Compared to male hunters in these same communities, female hunters often employ their own unique strategies and toolkits for capturing and killing prey.
The hunting tools used by Agta women in the Phillippines, for instance, are "remarkably different to Agta men", who tend to stick to bows and arrows. Women are more likely to mix it up with knives, and they tend to hunt in teams during the day, as opposed to alone at night, like many of the men.
"In addition to weapon choices, women further employ a greater flexibility of hunting strategies compared to men," the researchers note.
"For example, women hunt with a variety of partners, including their husbands, other women, children, dogs, as well as hunting alone. In contrast, men primarily hunt alone, with a single partner (their wife), or with a dog."
Women hunters also show specialization in what prey they target.
In the Tiwi society of Australia, for instance, women regularly hunt small animals, while men hunt larger ones. In the Matses society of the Peruvian Amazon, meanwhile, women are specialized in hunting large game with sticks and machetes.
A big reason these cases were overlooked has to do with scientific bias.
Because of modern gender stereotypes, for instance, archaeologists have often assumed that human remains found near Viking weapons were male. Recent analyses, however, have found that's not always the case. Female warriors may have existed, if in far fewer numbers.

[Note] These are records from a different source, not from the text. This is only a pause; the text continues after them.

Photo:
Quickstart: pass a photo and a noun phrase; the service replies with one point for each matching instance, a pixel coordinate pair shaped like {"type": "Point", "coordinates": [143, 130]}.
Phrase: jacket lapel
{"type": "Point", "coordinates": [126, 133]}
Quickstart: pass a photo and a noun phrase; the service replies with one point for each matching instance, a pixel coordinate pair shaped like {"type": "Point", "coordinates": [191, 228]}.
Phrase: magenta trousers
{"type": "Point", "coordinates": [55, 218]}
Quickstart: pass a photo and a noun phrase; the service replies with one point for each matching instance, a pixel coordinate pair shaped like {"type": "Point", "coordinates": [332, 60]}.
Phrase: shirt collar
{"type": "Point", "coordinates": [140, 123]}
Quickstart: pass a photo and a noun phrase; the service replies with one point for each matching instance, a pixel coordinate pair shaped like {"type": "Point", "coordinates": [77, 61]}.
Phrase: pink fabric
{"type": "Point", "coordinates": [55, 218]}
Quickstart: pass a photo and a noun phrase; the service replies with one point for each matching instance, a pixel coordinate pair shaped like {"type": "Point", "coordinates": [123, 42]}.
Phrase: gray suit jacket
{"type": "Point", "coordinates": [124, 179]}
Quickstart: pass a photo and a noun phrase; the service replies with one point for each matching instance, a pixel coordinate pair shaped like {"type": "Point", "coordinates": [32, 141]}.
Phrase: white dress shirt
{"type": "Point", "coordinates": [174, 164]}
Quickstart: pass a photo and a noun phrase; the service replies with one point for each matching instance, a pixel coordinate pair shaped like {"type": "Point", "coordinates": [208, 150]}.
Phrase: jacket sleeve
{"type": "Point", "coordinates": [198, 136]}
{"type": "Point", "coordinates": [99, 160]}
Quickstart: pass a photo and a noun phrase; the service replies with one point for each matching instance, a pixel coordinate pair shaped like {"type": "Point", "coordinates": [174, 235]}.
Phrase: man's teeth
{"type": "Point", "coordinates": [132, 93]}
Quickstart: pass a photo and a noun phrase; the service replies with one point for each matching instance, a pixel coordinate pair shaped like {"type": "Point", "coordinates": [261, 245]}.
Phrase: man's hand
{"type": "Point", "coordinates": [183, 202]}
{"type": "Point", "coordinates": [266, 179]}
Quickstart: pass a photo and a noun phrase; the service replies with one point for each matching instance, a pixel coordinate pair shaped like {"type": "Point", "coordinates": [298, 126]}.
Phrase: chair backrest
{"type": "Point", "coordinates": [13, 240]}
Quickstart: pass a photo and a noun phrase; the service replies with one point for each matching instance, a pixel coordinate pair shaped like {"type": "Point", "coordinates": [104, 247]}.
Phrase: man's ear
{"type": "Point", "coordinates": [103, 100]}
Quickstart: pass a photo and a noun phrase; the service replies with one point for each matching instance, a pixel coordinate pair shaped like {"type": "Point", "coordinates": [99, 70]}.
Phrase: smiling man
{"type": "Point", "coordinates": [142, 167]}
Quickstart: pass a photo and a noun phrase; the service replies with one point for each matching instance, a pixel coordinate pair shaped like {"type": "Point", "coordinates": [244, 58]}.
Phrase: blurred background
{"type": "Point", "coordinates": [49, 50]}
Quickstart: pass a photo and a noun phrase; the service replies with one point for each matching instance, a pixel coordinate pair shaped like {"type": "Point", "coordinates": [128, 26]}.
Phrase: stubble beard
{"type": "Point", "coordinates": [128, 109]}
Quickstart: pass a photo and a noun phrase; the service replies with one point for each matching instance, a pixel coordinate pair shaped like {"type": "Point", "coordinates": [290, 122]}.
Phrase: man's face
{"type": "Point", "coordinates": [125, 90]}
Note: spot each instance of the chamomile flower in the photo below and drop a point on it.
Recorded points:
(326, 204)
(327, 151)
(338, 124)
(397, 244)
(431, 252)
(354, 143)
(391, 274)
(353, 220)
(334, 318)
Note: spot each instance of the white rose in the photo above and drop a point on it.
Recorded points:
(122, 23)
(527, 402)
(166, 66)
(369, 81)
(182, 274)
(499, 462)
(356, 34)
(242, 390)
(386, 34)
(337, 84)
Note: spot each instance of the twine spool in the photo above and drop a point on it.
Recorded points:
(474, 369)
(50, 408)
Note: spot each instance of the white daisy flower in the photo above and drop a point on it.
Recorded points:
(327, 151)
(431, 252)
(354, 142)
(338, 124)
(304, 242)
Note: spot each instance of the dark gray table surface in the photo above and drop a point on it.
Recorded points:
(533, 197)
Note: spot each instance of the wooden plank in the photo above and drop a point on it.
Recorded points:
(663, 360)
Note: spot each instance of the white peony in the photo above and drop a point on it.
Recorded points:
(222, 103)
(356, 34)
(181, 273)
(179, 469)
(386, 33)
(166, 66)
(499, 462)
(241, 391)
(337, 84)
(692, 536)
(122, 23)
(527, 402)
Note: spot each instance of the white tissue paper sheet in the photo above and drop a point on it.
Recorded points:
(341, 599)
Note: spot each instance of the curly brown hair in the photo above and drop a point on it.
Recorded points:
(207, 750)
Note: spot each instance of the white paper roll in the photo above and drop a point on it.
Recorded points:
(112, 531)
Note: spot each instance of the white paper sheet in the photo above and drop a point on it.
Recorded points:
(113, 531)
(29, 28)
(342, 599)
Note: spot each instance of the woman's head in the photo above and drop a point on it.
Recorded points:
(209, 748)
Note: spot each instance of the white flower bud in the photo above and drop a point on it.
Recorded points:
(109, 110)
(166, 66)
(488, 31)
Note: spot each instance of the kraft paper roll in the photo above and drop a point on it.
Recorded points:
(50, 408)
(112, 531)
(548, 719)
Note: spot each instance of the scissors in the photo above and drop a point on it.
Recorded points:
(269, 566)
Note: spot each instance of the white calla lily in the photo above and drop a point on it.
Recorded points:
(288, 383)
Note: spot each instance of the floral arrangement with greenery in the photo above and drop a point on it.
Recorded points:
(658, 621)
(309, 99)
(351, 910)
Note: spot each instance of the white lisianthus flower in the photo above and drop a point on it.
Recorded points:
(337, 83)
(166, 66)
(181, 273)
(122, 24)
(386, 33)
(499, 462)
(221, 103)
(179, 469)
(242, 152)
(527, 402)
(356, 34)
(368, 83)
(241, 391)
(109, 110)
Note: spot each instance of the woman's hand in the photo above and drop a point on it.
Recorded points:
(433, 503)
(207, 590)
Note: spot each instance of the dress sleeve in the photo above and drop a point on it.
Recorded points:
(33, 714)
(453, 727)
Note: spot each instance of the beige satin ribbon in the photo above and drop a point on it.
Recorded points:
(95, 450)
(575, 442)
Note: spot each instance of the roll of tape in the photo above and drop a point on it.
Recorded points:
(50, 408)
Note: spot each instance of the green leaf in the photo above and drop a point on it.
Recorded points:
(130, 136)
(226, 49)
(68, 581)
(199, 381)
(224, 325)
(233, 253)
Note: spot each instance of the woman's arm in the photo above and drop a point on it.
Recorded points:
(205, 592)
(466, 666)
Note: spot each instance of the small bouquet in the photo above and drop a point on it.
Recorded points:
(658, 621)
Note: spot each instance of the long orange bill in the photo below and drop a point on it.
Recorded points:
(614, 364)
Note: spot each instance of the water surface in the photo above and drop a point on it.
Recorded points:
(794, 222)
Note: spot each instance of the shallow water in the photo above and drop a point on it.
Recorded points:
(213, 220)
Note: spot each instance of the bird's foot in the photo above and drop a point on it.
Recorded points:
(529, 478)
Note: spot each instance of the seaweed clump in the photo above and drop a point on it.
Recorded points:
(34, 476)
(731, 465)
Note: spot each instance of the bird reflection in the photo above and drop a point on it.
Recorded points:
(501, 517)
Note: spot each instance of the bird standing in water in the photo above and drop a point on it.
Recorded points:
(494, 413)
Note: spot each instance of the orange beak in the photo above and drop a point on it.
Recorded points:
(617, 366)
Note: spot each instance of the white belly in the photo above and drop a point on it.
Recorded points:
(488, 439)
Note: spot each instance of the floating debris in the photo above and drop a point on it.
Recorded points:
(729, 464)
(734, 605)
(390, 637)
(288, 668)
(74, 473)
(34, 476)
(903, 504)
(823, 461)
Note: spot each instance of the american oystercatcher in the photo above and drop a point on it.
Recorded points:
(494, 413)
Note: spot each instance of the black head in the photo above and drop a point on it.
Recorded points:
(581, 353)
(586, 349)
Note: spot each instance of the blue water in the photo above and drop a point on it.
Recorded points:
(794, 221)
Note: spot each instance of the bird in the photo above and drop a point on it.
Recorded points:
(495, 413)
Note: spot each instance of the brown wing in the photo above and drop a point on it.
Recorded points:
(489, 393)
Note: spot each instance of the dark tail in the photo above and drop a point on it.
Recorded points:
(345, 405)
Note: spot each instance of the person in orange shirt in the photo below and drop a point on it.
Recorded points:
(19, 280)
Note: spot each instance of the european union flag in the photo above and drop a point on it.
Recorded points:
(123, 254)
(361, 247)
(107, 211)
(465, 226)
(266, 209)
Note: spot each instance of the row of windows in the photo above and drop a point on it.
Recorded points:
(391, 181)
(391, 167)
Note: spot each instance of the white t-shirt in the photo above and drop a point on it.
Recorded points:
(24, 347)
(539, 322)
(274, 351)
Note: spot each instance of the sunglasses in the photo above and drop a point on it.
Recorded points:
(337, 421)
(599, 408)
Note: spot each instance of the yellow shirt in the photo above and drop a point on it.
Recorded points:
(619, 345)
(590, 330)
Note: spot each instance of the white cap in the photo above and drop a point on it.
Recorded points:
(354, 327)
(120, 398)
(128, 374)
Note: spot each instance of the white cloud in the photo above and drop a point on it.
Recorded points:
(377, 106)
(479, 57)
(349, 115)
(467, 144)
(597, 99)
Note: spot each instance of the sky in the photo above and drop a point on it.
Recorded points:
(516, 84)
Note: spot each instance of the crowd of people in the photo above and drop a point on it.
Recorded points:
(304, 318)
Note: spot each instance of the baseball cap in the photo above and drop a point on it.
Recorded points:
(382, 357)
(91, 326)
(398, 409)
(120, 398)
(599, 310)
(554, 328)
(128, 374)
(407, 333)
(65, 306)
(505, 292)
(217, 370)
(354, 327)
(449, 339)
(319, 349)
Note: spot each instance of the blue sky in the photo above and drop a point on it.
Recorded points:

"[R]esearcher bias shapes science's interpretation of data, and it behooves each generation of scientists to ensure that paradigms fit the existing data," Andersen and her colleagues write.
"[T]he number of anecdotes on females taking up weapons and tools interpreted as "violent" is extensive across time as well as space, making such examples more of a pattern of female behavior than anecdotal."
Women, it would seem, have been juggling the role of hunter, gatherer, fisher, and mother from the very beginning.
The study was published in PLOS ONE.